Portanto, em homenagem ao meu único tomate na geladeira ou na fruteira, aqui vai um conselho do próprio (sim, do tomate!). Meu povo, aproveite quando sua casa estiver cheia de gente, quando você tiver muita pessoa que você ama ao seu redor... Porque assim, infelizmente... por vários motivos (e a gente entende todos)... as pessoas, com o tempo vão ‘raleando’, como diriam nossos conterrâneos paranaenses. Um filho viaja, o outro vai morar fora. Uma prima se casa com um extraterrestre e vai morar em Marte. Aquela pessoa que lhe dissera: nunca vou sair do seu lado, de repente, é pega de surpresa e tem de sair, porque tem de sair.

E nem adianta perguntar ao Universo. A resposta não vem. Ou vem, mas pra gente soa assim como: “porque sim” (como resposta de criança, não como propaganda de bebidas ou sei lá o quê)...

Caríssimos: a vida é cheia de “porque sim”... E que bom quando a gente entende isso e pára de ficar fuçando, esmiuçando, e culpando as estrelas e os céus. E aí vai viver, né? UFA! Demorou... rs

E nesse monte de ‘porque sim’ , de repente, sobra uma “meia pessoa” ao seu lado. O tempo todo. 24h. Falando pelos cotovelos. E conversando. E querendo te acompanhar ao trabalho ou em viagens. E te enchendo de agarrações quando você volta tanto do trabalho quanto das viagens, ou de uma ida à farmácia... Que quer saber qual batom você usa, qual a marca da caneta, o que você está está escrevendo, o que você está comendo, o que você fazia quando era criança, e qual o próximo episódio da próxima história que você vai contar antes de ela dormir, que filme irão assistir juntinhas, que roupa ela vai usar no ano que vem, ou no dia em que fizer 96 anos... Que vai ao bvanheiro e fica  gritando para o país inteiro escutar que ela já fez o que tinha de fazer. E uma pessoa que só come fazendo careta, porque não gosta de frutas e legumes, nem de temperos, nem de uma pintinha estranha em meio ao feijão... e te faz sofrer nessa luta por uma vida saudável... E nessa luta, só abre a bandeira branca se no meio de qualquer coisa tiver carne (e com farinha!!!) Posso com isso?... Um ser que faz birra por causa de uma almofada, de uma tiara que não combina com a fita da saia, ou por causa do cabelo fora do lugar, e que faz de tudo para não dormir na hora certa, e que ainda vive te deixando em saia justa com perguntas e “tiradas” espirituosas, e que te enche o saco. E fala, fala e fala!!! Cara!!

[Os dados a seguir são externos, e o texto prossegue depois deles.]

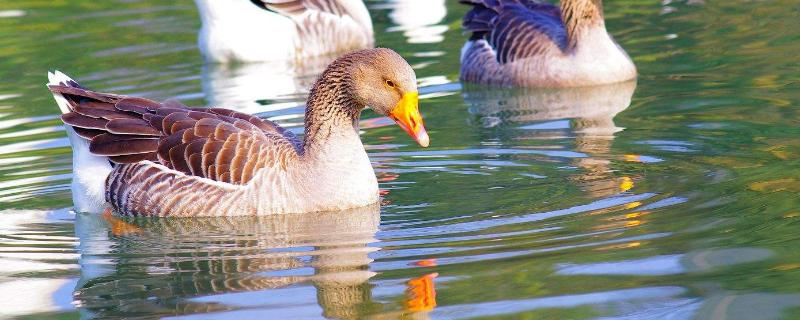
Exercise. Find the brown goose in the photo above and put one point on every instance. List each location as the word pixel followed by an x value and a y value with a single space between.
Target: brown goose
pixel 172 160
pixel 533 44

A boa notícia é: ESSA PESSOA é a melhor encheção de toda história da humanidade , até porque te faz lembrar de encheções semelhantes... (Eu tive mais dois seres quase idênticos a esse, que também me encheram e me enchem até hoje...rs... E aí você ama mais ainda essa mini pessoa)... Ela te acorda com um sorriso todos os dias, chova ou faça sol, esteja você ou não com sono, ou cansada por  ter trabalhado até às três da manhã... ela te sacode e diz: “BOM DIA, MAMÃE!”... E quase sempre grita um “DEUS TE ABENÇOE, MAMÃE”!

E quase todos os dias: "Mamãe, já amanheceu, o que vamos fazer hoje pra gente ser bem feliz?"... Às vezes,isso  acrescido daquela frase que desmonta qualquer um, em qualquer momento: "Mamãe, eu te amo!"... (ai ai)

Uma pessoa que ama todo mundo. Acha a vida uma delícia. E respira energia, saúde, poesia, música e alegria.

Ou seja, esse minisser (que fez 4 aninhos e 11 meses ontem) tá valendo mais que muitas festas, almoços, trilhões de pessoas, e quilos e mais milhões de dólares de compras. Até pelo mercado inteiro.

Melhor: tá valendo pelo mundo todo!!

Obrigada, Deus.

É isso.

(Ah, obrigada também por tudo o mais. E principalmente por esse único tomate, que nem sei se vai virar salada ou molho. Virou meu amigo).